Will agentic engineering kill deep work? (part 1)

15 May

Banner image showing a puppeteer with a grim face, wearing a turtleneck

Summary

There’s a pernicious belief that agentic engineering diminishes the importance of deep work, and that engineers and knowledge workers must now embrace a distracted, interrupted and context-switched workflow. This theory is flawed for many reasons, three of which I discuss in part one of a three-part blogpost series:

It doesn’t recognise the limitations of generative AI.
It falls prey to marketing hype.
It oversimplifies the marketed workflow.

Most executives won’t read my posts about executives. At least, the pointy-haired ones won’t. But I believe the world is also full of well-intentioned executives who don’t always have time to reflect on every issue that concerns their people. This series is about those executives and how they must think about agentic engineering and deep work.

In an earlier post, I noted the output-centric mindset, in which executives equate the work of different roles with the outputs they produce. This mindset leads us to kick AI-workslop cans from one person to another, with no time for deep work.

There’s another pernicious mindset that’s fast becoming pervasive as AI labs claim they’ve “solved” coding. If coding is solved, perhaps technologists must context-switch between agents all day and oversee their work.

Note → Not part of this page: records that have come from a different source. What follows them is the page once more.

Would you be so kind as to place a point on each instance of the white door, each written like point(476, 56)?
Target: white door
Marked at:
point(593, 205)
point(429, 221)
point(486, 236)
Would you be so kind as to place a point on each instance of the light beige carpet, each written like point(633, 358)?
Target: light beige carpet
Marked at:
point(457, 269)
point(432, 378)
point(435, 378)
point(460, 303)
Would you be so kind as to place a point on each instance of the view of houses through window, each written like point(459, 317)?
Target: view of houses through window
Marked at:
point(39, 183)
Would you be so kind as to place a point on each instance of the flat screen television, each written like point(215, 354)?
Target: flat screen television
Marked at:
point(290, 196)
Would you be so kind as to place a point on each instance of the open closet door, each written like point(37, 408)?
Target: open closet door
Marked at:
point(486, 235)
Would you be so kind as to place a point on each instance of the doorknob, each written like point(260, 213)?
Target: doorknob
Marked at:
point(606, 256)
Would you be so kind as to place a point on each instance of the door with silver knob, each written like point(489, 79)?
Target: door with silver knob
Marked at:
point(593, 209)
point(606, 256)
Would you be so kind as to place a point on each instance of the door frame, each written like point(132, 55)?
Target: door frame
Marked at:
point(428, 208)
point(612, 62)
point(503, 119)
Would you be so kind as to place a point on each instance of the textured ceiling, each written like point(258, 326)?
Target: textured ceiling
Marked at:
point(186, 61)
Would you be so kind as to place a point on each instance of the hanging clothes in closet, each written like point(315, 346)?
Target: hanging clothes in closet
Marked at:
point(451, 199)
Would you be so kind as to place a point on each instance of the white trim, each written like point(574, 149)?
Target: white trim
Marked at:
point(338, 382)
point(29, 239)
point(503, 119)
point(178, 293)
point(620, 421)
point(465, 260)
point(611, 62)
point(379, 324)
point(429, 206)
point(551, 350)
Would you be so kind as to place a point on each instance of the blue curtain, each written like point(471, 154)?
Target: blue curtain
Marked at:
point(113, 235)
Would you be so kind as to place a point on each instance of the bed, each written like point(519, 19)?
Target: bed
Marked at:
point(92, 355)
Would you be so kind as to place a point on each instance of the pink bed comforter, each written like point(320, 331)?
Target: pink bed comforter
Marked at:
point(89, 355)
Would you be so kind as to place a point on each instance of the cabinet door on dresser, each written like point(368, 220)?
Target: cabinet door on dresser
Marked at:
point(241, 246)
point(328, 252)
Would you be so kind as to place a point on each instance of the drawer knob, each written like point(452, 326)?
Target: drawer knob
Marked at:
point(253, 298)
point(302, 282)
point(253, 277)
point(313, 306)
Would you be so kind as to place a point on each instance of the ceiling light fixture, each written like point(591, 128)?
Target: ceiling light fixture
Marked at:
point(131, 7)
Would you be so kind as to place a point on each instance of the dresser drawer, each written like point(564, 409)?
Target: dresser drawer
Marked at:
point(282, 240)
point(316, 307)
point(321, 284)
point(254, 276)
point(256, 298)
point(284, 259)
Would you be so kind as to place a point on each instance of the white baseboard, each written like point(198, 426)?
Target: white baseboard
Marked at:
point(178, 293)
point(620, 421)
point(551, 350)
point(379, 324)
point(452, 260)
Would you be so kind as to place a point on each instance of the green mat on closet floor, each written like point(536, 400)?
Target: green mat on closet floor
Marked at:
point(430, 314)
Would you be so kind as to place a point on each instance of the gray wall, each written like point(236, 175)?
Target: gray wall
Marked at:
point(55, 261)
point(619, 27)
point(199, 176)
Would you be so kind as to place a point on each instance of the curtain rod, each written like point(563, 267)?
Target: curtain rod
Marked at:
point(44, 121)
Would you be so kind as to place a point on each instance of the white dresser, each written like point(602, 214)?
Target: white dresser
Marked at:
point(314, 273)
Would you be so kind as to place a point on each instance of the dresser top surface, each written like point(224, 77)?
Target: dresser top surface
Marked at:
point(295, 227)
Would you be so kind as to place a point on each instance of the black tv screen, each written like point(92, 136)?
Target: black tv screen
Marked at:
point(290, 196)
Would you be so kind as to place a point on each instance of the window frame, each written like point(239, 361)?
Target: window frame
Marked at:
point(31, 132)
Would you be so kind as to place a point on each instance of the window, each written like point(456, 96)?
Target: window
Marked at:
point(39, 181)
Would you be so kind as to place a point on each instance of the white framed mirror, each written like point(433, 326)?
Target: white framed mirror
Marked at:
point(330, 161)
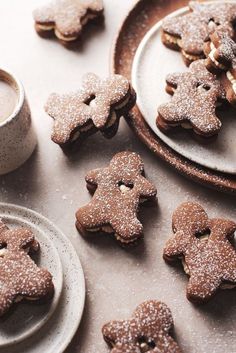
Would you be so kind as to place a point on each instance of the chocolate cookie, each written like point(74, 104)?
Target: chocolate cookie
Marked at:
point(118, 191)
point(205, 247)
point(20, 277)
point(67, 17)
point(189, 32)
point(97, 106)
point(221, 59)
point(147, 331)
point(196, 95)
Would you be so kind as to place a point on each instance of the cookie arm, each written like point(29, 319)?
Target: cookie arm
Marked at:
point(44, 14)
point(146, 188)
point(92, 176)
point(166, 344)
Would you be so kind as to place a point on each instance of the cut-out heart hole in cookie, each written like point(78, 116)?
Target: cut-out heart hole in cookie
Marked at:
point(146, 344)
point(204, 236)
point(125, 187)
point(90, 100)
point(203, 86)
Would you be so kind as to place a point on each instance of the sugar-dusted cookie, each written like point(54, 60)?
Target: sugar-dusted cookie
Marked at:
point(221, 59)
point(67, 17)
point(189, 32)
point(97, 106)
point(118, 191)
point(205, 247)
point(196, 95)
point(147, 331)
point(20, 277)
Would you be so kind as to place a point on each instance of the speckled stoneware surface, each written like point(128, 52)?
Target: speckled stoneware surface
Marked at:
point(25, 319)
point(17, 134)
point(152, 63)
point(52, 183)
point(55, 323)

By association, this theory further implies that future builders must do less deep work and be ready for more interruptions as they orchestrate their agent army. If senior developers resist this idea, they’ll have to toe the line or find the exit. Some executives even believe their entire workforce, developer or not, must now be resilient to interruptions and be less precious about deep work.

I’m not a developer, but I am a technologist, and I find this push toward shallow work and context switching problematic on many levels. In this three-part series, I’d like to explain why I feel that way. Here are the first three flaws with the “death of deep work” theory.

1. It doesn’t recognise the limitations of generative AI

While generative AI uptake has been strong and the press has cheered them along, there has been no product-market fit to justify the huge capex from any of the labs. Adobe’s growth has slowed despite its Firefly push. OpenAI had to kill Sora and show ads in ChatGPT. Despite all the hype about Agentforce, Salesforce’s growth has declined from 19% in 2023 to 10% in 2026. Stochastic parrots sure aren’t making anyone profitable yet.

Meanwhile, it’s fair to say that modern coding harnesses have helped LLMs become effective at generating code. These coding advances are not due to LLM technology improving by orders of magnitude, but rather to a few reasons.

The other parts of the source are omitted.